I created a dfm using tokens() from the quanteda package. (size is roughly 40*2000) I now want to remove all tokens appearing in less than 15% of the documents. I am not really experienced in R and i dont know how to proceed. Is there maybe a way to utilize the docfreq variable from textstat_frequency() or do I have to use tokens_select() and a row of If() statements?
Yes, you want dfm_trim()
which allows you to specify a document frequency threshold in terms of either counts (of documents) or proportions of documents.

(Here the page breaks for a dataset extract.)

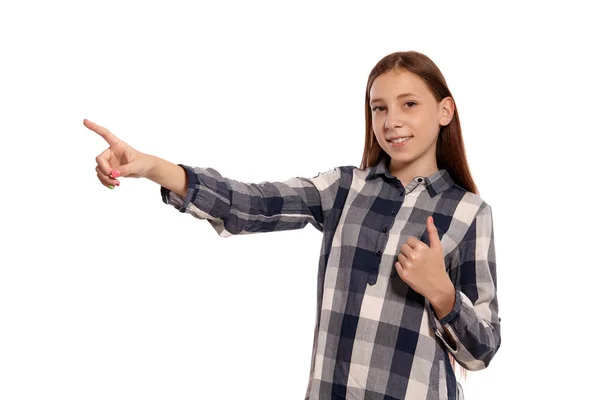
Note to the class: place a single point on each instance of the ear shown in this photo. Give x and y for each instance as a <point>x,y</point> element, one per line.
<point>446,111</point>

(Note: Once in a dfm, the word dimension elements are no longer tokens, but rather "features" in quanteda terminology.)
Using a built-in example, the code below shows how to use dfm_trim()
with a minimum document frequency threshold of 0.15 and a document frequency type of "prop", which treats the threshold you supply as a proportion. You can see from the change in the number of features that there has been significant trimming.
library("quanteda")
## Package version: 2.0.1
dfmat <- dfm(data_corpus_inaugural)
print(dfmat, max_ndoc = 0, max_nfeat = 0)
## Document-feature matrix of: 58 documents, 9,360 features (91.8% sparse) and 4 docvars.
dfm_trim(dfmat, min_docfreq = 0.15, docfreq_type = "prop") %>%
print(max_ndoc = 0, max_nfeat = 0)
## Document-feature matrix of: 58 documents, 1,304 features (65.3% sparse) and 4 docvars.